Well, I have some bad news for you on that front, dear Trump supporter. This isn't an aberration. This is what government is. It is its nature. There is no political process that makes it better. You cannot vote yourself to freedom any more than slaves could vote their way off the plantation.
This is the point made by H.L. Mencken the better part of a century ago:
"The state—or, to make the matter more concrete, the government—consists of a gang of men exactly like you and me. They have, taking one with another, no special talent for the business of government; they have only a talent for getting and holding office. Their principal device to that end is to search out groups who pant and pine for something they can’t get, and to promise to give it to them. Nine times out of ten that promise is worth nothing. The tenth time it is made good by looting A to satisfy B. In other words, government is a broker in pillage, and every election is a sort of advance auction sale of stolen goods."
And this is the same point made by Lysander Spooner a century and a half ago:
"The principle that the majority have a right to rule the minority, practically resolves all government into a mere contest between two bodies of men, as to which of them shall be masters, and which of them slaves; a contest, that–however bloody–can, in the nature of things, never be finally closed, so long as man refuses to be a slave."
Government, whatever form it may take, is by its nature a "socialist" system, at least in the sense intended by Trump in his speech. Its very existence depends on coercion, domination and control. Its raison d'être is to enforce a monopoly of power by the few over the many, and in its modern democratic socialist form it has even convinced those many that it "represents" them. That they are the government. And that the government will never be socialist.

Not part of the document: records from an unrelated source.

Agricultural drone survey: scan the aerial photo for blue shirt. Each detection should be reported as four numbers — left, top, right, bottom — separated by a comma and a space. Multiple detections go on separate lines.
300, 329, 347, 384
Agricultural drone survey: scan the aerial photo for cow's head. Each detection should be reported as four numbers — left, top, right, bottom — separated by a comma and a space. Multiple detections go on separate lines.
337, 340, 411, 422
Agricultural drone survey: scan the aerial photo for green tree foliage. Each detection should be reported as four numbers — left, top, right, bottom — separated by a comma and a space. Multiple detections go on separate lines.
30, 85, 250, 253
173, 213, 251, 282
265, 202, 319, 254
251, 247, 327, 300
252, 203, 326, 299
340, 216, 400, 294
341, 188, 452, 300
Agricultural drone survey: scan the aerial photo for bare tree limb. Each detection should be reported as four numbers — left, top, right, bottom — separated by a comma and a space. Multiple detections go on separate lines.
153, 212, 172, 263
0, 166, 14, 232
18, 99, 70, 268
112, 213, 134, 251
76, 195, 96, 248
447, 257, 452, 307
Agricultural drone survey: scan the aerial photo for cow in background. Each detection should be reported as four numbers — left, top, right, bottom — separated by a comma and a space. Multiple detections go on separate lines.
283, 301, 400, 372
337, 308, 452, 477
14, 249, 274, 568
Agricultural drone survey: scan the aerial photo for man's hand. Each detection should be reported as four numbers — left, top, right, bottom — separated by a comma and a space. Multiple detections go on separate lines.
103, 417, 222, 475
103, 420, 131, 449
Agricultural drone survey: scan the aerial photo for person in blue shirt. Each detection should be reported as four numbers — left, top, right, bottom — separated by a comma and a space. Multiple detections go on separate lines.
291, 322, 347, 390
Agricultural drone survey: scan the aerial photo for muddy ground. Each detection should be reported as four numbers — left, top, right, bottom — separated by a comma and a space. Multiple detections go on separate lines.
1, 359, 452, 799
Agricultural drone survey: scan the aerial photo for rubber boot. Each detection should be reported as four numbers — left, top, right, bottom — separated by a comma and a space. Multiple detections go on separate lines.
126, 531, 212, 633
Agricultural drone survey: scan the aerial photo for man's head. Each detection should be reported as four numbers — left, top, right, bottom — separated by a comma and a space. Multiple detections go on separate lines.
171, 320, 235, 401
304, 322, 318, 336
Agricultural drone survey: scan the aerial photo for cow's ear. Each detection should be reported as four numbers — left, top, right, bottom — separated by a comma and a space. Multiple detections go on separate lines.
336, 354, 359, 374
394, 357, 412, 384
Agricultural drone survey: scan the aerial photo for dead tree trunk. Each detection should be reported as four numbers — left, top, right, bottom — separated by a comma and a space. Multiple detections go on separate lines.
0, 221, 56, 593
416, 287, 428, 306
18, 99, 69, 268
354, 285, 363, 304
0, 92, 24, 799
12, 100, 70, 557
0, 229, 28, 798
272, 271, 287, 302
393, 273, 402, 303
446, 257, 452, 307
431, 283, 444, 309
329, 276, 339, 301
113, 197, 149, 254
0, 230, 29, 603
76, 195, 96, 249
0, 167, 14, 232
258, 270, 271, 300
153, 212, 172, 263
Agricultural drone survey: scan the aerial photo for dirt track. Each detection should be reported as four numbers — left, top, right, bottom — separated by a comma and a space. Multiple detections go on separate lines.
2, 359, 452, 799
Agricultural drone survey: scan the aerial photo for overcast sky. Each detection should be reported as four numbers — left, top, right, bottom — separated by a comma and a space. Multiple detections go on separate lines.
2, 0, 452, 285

Yes, I'm afraid I have to break it to those on the right side of the left/right delusion: your "leader" is wrong. Not only will America become a socialist nation, but it already is one. The government itself is proof of that.
Here's how Trump could impress me. If he delivered this speech (courtesy of Pierre-Joseph Proudhon), officially disbanded the government, dropped the mic, and left Washington forever:
"To be governed is to be watched over, inspected, spied on, directed, legislated at, regulated, docketed, indoctrinated, preached at, controlled, assessed, weighed, censored, ordered about, by men who
have neither the right, nor the knowledge, nor the virtue. ... To be governed is to be at every operation, at every transaction, noted, registered, enrolled, taxed, stamped, measured, numbered, assessed, licensed, authorized, admonished, forbidden, reformed, corrected, punished. It is, under the pretext of public utility, and in the name of the general interest, to be placed under contribution, trained, ransomed, exploited, monopolized, extorted, squeezed, mystified, robbed; then, at the slightest resistance, the first word of complaint, to be repressed, fined, despised, harassed, tracked, abused, clubbed, disarmed, choked, imprisoned, judged, condemned, shot, deported, sacrificed, sold, betrayed; and, to crown all, mocked, ridiculed, outraged, dishonoured. That is government; that is its justice; that is its morality."
But until that happens, don't bother me with nice-sounding, meaningless political blather, OK?